The best illustration and possible guide into the likely role of the army in SSA was best portrayed when presidential elections were bitterly contested in Kenya, Zimbabwe, Uganda and Ivory Coast. The army simply sided with the incumbents and beat up the protesters. While their counterparts in NA are being toppled in popular mass uprisings, dictatorial aging leaders in the SSA are recycling themselves into power by abusing democratic processes.
This sometimes resulted in the formation of unstable coalition governments in Sub-Saharan Africa, the latest fashion or reinvention for the aging dictatorial regimes. And because disputed elections produce stalemates at best or bogus government at worst, the very socio-geopolitical stability democracy promises the citizens is irreparably strained.

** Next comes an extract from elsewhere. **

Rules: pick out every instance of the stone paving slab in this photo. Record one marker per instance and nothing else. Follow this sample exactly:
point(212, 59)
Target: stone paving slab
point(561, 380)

It will remain to be seen what effects, if any, the Jasmine revolution will have on the SSA countries. In the past, Sub-Saharan African leaders might have been either too preoccupied with corruption or too rich to care about the people. However, this is likely to change in the light of this new unprecedented and unanticipated development that is sweeping away entrenched bad leadership.
It is possible that the leaders of SSA countries may introduce some cosmetic reforms to ward off any forbidding street demonstrations. But unless and until serious socio-economic and political reforms are carried out, there would be always a real danger of a Jasmine-like revolution occurring in the Sub-Saharan African countries.
These deep-seated exasperationamong the young, hungry and angry youth over poor job prospects and unaccountable governing ruling class may come to pass in countries such as Zimbabwe, Uganda, Sudan, Gabon, Ethiopia, Morocco, Eritrea, Equatorial Guinea, Burkina Faso, Libya,Swaziland, Togo, Central African Republic and/or Cameroon.